Ибрагим шутовски поклонился.

– Конечно. И как только мы найдем твой магический прах, и отнесем его пророку, и найдем эту твою волшебную книгу, тогда может, ты ответишь мне на один маленький вопрос?

Исаак поднял взгляд на него.

– Какой вопрос?

– Скажи мне, зачем, во имя Пророка, я согласился сопровождать тебя, как мальчик на побегушках? Я мог быть в тысяче лиг отсюда, играть в шахматы с одним подающим надежды молодым ученым, а вместо того я шатаюсь по какой-то заброшенной скотобойне с чудаком, который ищет ключ к своей библиотеке в чьем-то прахе! Аллах, спаси меня от сумасшедших, и вдвойне спаси от мертвых сумасшедших.

Покачивая головой, Исаак пропускал прах сквозь свои пальцы.

– Ты здесь, дон Ибрагим, потому что ты человек чести. А еще потому, что я спас твою благородную жизнь, когда ты был молод, слаб и менее бестактен, чем сейчас. А сейчас ты сделаешь мне большое одолжение, если проявишь уважение к старшему по крови и помолчишь то мгновение, пока я найду нужное мне. А затем мы сможем оставить эту чумную дыру, именуемую городом, твой долг мне будет исполнен, и мы сможем более не видеться. Если конечно, ты не захочешь увидеть, чем все закончится.

– Сейчас все, что я хочу, – увидеть, как стены Сеуты удаляются. Поторопись.

– Терпение, друг мой. Ты же не хочешь, чтобы я поторопился и допустил ошибку. А потом вернулся сюда и начал все сначала. Ах, вот и все, – проговорил Исаак, зажав в пальцах щепотку серой пыли с земли. Он осторожно дотянулся до своей сумы ученого и вытащил оттуда керамическую фляжку. Откупорив ее длинными, тонкими пальцами, он позволил щепотке праха скользнуть внутрь. Так он проделал трижды, и Ибрагим, сначала заинтересовавшийся, заскучал и вернулся к наблюдению за окрестностями.

Удовлетворившись, Исаак закупорил последнюю из фляжек и уложил их обратно в суму.

– Я готов покинуть это место, Ибрагим. Ибрагим?

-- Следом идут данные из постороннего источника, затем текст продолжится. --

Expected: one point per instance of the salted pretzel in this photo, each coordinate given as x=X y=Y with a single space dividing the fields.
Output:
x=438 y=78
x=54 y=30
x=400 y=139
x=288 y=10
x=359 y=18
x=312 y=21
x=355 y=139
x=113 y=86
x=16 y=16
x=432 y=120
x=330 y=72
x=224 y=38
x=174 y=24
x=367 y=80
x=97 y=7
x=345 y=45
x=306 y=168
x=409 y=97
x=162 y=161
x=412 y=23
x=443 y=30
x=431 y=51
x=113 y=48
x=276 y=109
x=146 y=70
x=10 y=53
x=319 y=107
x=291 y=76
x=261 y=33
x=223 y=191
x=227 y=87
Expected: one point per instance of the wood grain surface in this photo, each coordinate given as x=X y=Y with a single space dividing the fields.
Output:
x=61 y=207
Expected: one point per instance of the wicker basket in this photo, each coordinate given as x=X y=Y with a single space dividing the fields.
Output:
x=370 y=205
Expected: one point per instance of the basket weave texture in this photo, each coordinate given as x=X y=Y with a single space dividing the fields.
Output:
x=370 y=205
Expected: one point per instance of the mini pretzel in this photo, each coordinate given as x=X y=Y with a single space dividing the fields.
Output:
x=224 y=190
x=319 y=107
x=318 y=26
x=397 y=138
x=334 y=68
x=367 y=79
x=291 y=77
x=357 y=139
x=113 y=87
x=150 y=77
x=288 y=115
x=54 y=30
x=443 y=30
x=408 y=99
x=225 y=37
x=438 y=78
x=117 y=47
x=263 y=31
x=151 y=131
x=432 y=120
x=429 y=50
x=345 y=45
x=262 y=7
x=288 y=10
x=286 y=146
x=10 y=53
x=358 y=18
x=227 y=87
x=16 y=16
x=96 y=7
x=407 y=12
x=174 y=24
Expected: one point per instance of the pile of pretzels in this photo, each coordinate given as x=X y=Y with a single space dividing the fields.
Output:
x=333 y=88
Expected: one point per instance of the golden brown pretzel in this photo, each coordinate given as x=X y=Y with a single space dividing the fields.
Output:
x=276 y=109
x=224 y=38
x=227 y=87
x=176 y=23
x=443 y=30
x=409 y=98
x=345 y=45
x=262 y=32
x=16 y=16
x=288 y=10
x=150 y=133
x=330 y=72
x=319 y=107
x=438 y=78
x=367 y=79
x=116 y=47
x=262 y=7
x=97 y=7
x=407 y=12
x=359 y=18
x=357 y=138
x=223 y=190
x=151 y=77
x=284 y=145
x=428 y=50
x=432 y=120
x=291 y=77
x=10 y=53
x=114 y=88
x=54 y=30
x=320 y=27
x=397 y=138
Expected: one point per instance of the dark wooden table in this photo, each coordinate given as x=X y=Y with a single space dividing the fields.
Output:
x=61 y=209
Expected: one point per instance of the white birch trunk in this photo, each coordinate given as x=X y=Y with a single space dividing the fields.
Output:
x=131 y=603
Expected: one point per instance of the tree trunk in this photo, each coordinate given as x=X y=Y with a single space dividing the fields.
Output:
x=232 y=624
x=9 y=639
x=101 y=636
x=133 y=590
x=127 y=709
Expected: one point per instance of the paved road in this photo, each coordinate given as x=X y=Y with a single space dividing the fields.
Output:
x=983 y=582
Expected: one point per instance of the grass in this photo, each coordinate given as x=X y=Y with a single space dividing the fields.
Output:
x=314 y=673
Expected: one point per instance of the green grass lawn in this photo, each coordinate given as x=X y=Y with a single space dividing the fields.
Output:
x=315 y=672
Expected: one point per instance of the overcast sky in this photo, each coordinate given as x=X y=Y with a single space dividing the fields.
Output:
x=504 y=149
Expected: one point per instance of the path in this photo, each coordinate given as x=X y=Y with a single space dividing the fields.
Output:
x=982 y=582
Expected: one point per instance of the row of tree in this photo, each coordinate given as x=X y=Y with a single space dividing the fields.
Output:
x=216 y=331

– Ш-шш! – Высокий путешественник жестом призвал к тишине. – Слышишь?

Исаак прислушался.

– Я ничего не слышу.

– То, чего я боялся, - сказал Ибрагим. – Уходим.

– Хорошо, - сказал Исаак и побежал. Ибрагим последовал за ним, отставая на полшага. Они пробегали сквозь ворота кладбища, когда их нагнал низкий, раскатистый смех.

– Это гром? – запыхаясь, выдавил Исаак.

– На небе ни облака, - ответил Ибрагим, удвоив шаг. Наперерез им человек – или то, что когда-то было человеком, - выпрыгнул из проулка, размахивая недоброго вида ножом. Всего лишь с секундной задержкой в беге Ибрагим вытянул руку и сжал кулак. В животе его затрепетал холодный клубок; из аллеи, откуда выбежал человек, протянулась темная лента. В одно мгновение она обвилась вокруг его горла, донесся сухой резкий хруст. Затем щупальце распалось, а тело человека свалилось на землю. Ибрагим и Исаак миновали его еще до приземления.

– Оттуда же придут еще, я уверен, - прокричал Ибрагим, в то время как еще двое поднялись из-за тележки разносчика и рванулись вперед. Исаак каким-то образом извернулся, подпрыгнув, уклонился от удара, а затем протянул руку к шее своего противника. Человек упал наземь и больше не двигался. Тем временем Ибрагим поймал своего оппонента в прыжке и швырнул его в сторону. Тот врезался в стену с мерзким хрустом; где-то наверху залаяла собака. Впереди улицу заполняли новые фигуры. Мимо просвистела стрела, сзади тоже слышались крики.

– Мы не можем драться со всеми ними, а затем рассчитывать проскочить мимо ибн Са’ида, - проорал Исаак. – Их слишком много.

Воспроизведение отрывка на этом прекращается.